Zwei Jahre später brachte ihm dessen Unterstützung die Mehrheit bei der Wahl zum Dogen ein. Dabei gelang es ihm am 18. März 1752 seinen Konkurrenten um das Amt, Giovanni Emo († 1760), im ersten Wahlgang zu besiegen, nur elf Tage nach dem Tod seines Vorgängers.

Die Krönung erfolgte am 6. April, nachdem die Feierlichkeiten bereits am Vorabend begonnen hatten. Als am 17. April 1752 seine Nichte Caterina, Tochter seines Bruders Girolamo, Giovanni Alvise aus der Familie der Mocenigo di S. Samuele heiratete, stärkte dies seine Position ungemein. Die Zeit des Interregnums nutzten die Venezianer für ihre spöttischen Pasquinaten.

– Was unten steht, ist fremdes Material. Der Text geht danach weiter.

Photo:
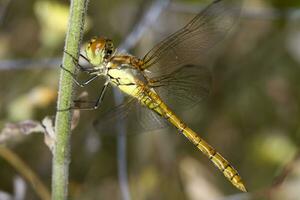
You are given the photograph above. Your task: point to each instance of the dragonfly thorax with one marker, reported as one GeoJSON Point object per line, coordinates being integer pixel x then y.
{"type": "Point", "coordinates": [99, 51]}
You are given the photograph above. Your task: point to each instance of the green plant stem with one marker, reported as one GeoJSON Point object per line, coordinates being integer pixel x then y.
{"type": "Point", "coordinates": [61, 154]}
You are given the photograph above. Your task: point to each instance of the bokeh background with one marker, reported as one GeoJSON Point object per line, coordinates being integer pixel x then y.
{"type": "Point", "coordinates": [251, 116]}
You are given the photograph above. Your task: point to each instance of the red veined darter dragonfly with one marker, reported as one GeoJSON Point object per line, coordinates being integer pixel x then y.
{"type": "Point", "coordinates": [173, 59]}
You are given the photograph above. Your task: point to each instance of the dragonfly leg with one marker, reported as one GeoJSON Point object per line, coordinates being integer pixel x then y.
{"type": "Point", "coordinates": [89, 105]}
{"type": "Point", "coordinates": [78, 66]}
{"type": "Point", "coordinates": [80, 84]}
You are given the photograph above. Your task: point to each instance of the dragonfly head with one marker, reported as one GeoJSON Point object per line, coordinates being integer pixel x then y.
{"type": "Point", "coordinates": [99, 50]}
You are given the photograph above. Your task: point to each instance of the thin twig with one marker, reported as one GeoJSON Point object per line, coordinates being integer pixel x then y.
{"type": "Point", "coordinates": [61, 156]}
{"type": "Point", "coordinates": [132, 39]}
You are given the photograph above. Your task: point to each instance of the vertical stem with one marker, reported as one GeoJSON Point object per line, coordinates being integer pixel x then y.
{"type": "Point", "coordinates": [61, 154]}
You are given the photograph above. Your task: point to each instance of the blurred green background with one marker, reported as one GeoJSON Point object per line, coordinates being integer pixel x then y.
{"type": "Point", "coordinates": [252, 115]}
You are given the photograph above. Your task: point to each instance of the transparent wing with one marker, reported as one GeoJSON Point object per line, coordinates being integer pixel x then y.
{"type": "Point", "coordinates": [136, 117]}
{"type": "Point", "coordinates": [187, 85]}
{"type": "Point", "coordinates": [191, 43]}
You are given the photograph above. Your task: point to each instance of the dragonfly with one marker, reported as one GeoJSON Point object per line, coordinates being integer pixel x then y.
{"type": "Point", "coordinates": [174, 65]}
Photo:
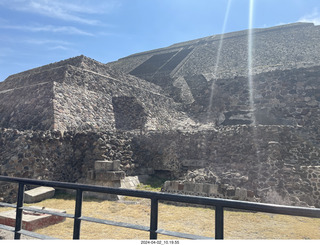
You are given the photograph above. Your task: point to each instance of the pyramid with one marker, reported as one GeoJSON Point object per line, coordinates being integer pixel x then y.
{"type": "Point", "coordinates": [83, 94]}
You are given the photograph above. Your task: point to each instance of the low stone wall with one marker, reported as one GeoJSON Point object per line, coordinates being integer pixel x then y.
{"type": "Point", "coordinates": [276, 164]}
{"type": "Point", "coordinates": [52, 155]}
{"type": "Point", "coordinates": [279, 164]}
{"type": "Point", "coordinates": [209, 190]}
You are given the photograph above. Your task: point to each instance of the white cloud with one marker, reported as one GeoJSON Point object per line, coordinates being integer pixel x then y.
{"type": "Point", "coordinates": [75, 11]}
{"type": "Point", "coordinates": [314, 17]}
{"type": "Point", "coordinates": [48, 28]}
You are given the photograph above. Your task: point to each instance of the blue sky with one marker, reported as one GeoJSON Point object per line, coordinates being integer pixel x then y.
{"type": "Point", "coordinates": [38, 32]}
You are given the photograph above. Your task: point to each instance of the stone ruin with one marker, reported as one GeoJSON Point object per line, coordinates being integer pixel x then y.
{"type": "Point", "coordinates": [173, 112]}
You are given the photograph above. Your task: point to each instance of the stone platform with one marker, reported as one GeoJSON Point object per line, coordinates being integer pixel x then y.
{"type": "Point", "coordinates": [32, 220]}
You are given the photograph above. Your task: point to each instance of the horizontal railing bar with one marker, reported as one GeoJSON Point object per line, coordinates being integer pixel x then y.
{"type": "Point", "coordinates": [44, 211]}
{"type": "Point", "coordinates": [8, 205]}
{"type": "Point", "coordinates": [258, 207]}
{"type": "Point", "coordinates": [36, 235]}
{"type": "Point", "coordinates": [114, 223]}
{"type": "Point", "coordinates": [7, 228]}
{"type": "Point", "coordinates": [183, 235]}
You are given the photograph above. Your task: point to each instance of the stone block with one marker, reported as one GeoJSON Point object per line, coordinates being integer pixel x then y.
{"type": "Point", "coordinates": [32, 220]}
{"type": "Point", "coordinates": [189, 186]}
{"type": "Point", "coordinates": [241, 193]}
{"type": "Point", "coordinates": [109, 175]}
{"type": "Point", "coordinates": [38, 194]}
{"type": "Point", "coordinates": [116, 165]}
{"type": "Point", "coordinates": [103, 165]}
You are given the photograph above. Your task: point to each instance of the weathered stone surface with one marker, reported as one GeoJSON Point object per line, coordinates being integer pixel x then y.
{"type": "Point", "coordinates": [32, 220]}
{"type": "Point", "coordinates": [167, 112]}
{"type": "Point", "coordinates": [38, 194]}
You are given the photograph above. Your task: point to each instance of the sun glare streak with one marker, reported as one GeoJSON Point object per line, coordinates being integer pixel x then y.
{"type": "Point", "coordinates": [218, 56]}
{"type": "Point", "coordinates": [250, 73]}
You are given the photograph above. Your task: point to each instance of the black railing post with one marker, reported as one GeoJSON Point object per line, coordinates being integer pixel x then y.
{"type": "Point", "coordinates": [77, 215]}
{"type": "Point", "coordinates": [19, 211]}
{"type": "Point", "coordinates": [219, 222]}
{"type": "Point", "coordinates": [154, 219]}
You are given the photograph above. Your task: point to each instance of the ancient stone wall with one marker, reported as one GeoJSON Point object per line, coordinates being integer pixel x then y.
{"type": "Point", "coordinates": [52, 155]}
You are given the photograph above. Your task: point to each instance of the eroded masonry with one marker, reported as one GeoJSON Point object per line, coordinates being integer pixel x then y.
{"type": "Point", "coordinates": [177, 113]}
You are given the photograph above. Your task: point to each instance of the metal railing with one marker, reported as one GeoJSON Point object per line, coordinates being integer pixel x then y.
{"type": "Point", "coordinates": [155, 197]}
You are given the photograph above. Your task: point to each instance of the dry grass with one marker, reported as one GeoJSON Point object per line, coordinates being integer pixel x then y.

Nach der Wahl lebte Francesco Loredan zusammen mit seinem Bruder und seiner Schwägerin im Dogenpalast, den er – gemäß seinem Nachlass-Inventar – verschwenderisch ausstattete. Er selbst führte ein Leben mit einer Vielzahl persönlicher Bediensteter, war jedoch auch großzügig im Verteilen von Spenden an das Volk und Stiftungen an die Kirche sowie bei der Vergabe goldener und silberner Oselle.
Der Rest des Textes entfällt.